The teachers group, which was founded in 1980 and had grown to include about 280 members, saw its board dismissed Monday by UAE Social Affairs Minister Mariam Mohammed Khalfan Roumi. Al Roumi alleged the group violated the country’s law on associations, which bars nongovernmental organizations from interfering ‘in politics or in matters that impair state security and its ruling regime.’
It was not clear how long state officials intended to maintain control of the teachers group. Roumi’s office has apparently sent a letter to the group’s former leader, Isa Sari, promising a new board will be elected in six months, according to the National, an Abu Dhabi newspaper.
Roumi had issued a similar order dissolving the board of the country’s legal, or jurists, association April 21.
‘We expected this after they dissolved the Jurists Assn.,’ Ahmad Nuaimi, vice president of the teachers association, told the National. He said the group planned to contact Roumi’s office and file a legal appeal, ‘because the dissolving of the board has been done illegally and without reason.”

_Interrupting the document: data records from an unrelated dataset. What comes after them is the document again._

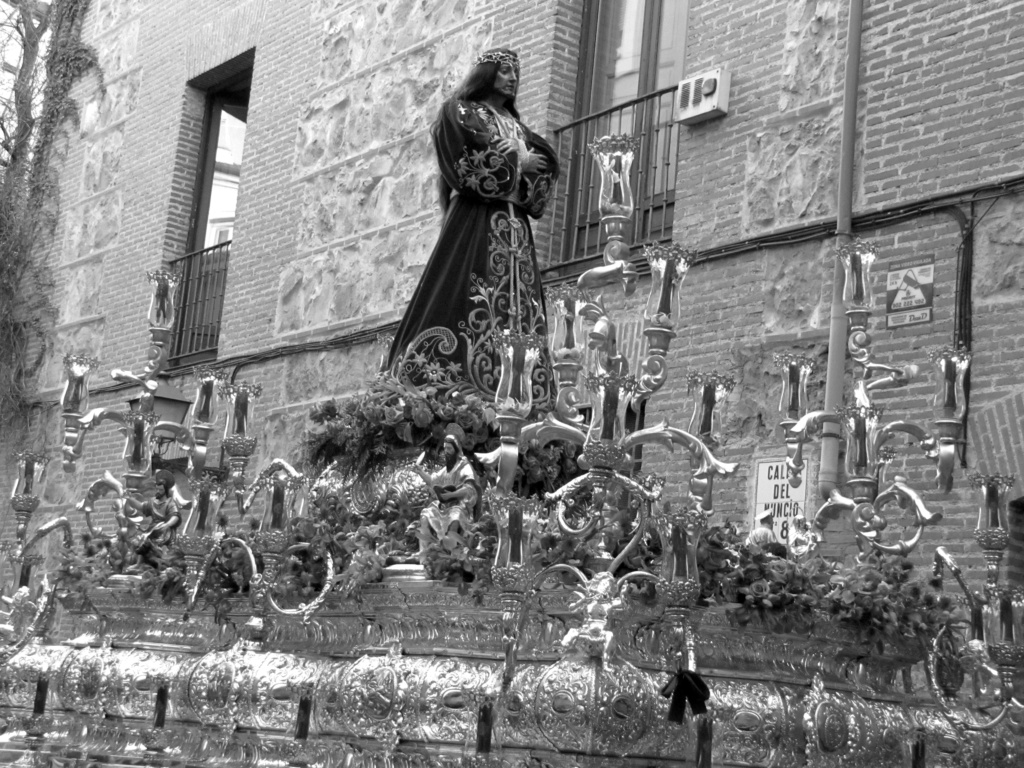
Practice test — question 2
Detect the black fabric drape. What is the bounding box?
[387,101,558,407]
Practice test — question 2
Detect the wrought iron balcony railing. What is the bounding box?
[539,86,679,266]
[170,241,231,367]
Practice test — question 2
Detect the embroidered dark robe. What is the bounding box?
[387,100,558,408]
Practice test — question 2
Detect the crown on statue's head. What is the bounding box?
[476,48,519,72]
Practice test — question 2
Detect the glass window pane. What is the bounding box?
[591,0,647,113]
[203,108,246,248]
[652,0,689,90]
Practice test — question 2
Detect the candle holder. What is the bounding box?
[776,240,970,554]
[220,383,263,501]
[10,451,47,546]
[495,330,544,419]
[968,474,1011,585]
[580,373,637,469]
[547,284,583,424]
[931,347,971,494]
[589,135,640,264]
[60,354,99,472]
[686,371,736,445]
[634,243,695,403]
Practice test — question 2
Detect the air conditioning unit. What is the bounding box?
[676,68,729,125]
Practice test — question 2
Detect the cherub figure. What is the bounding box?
[562,571,623,664]
[124,469,181,569]
[790,516,821,560]
[411,434,482,555]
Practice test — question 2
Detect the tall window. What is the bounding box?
[550,0,689,262]
[580,0,687,117]
[189,70,252,250]
[171,51,254,366]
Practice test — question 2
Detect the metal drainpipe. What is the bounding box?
[818,0,864,499]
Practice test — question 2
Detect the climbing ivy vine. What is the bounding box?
[0,0,101,426]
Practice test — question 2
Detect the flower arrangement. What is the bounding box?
[305,374,580,496]
[697,525,967,649]
[305,374,497,477]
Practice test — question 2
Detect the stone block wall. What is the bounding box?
[3,0,1024,578]
[0,0,581,536]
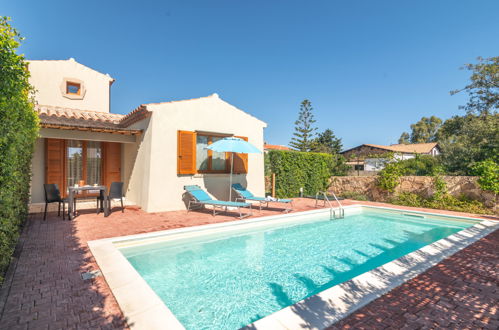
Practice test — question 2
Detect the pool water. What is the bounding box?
[120,211,473,329]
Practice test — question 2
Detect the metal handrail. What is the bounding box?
[315,191,345,219]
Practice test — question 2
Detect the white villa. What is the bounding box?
[29,59,267,212]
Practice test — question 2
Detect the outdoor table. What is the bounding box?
[68,186,109,220]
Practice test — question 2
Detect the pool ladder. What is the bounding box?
[315,191,345,220]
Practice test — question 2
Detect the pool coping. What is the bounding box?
[88,204,499,329]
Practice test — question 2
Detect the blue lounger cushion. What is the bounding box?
[232,183,293,203]
[184,185,249,207]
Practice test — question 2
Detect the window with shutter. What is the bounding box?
[45,139,66,196]
[233,136,248,174]
[102,142,121,191]
[177,131,196,174]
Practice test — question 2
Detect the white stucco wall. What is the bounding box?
[28,59,114,112]
[125,94,266,212]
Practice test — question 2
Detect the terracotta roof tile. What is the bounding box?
[35,105,143,134]
[264,144,291,151]
[364,142,438,154]
[35,105,125,124]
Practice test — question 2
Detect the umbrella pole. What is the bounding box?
[229,152,234,201]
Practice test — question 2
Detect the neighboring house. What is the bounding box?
[29,59,267,212]
[263,143,291,152]
[341,142,440,172]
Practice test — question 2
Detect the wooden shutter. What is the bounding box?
[102,142,121,191]
[177,131,196,174]
[233,136,248,174]
[45,139,66,196]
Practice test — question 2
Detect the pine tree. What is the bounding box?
[289,100,317,151]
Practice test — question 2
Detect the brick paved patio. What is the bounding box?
[0,199,499,329]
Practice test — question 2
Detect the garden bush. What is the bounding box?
[266,150,344,198]
[376,162,402,192]
[0,17,38,282]
[390,192,493,214]
[341,191,369,201]
[398,154,441,176]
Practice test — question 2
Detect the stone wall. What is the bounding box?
[329,176,495,207]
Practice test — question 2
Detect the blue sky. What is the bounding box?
[0,0,499,148]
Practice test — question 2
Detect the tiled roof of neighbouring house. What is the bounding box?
[341,142,438,154]
[35,105,147,134]
[263,143,291,151]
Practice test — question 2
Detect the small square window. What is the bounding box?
[66,81,81,95]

The government took action against the two groups after they joined two others in signing a public appeal for increased democracy on April 6. Within two days, UAE officials began detaining pro-democracy activists, according to Human Rights Watch.
As of Tuesday, at least five prominent activists had been arrested, the group said, including Ahmed Mansoor, a member of Human Rights Watch’s Middle East advisory committee; Nasser bin Ghaith, an economics lecturer at the Abu Dhabi branch of the Sorbonne; and online activists Fahad Salim Dalk, Hassan Ali Khamis and Ahmed Abdul Khaleq.
UAE Atty. Gen. Salim Saeed Kubaish said the activists were arrested for ‘opposing the government system and insulting the vice president.”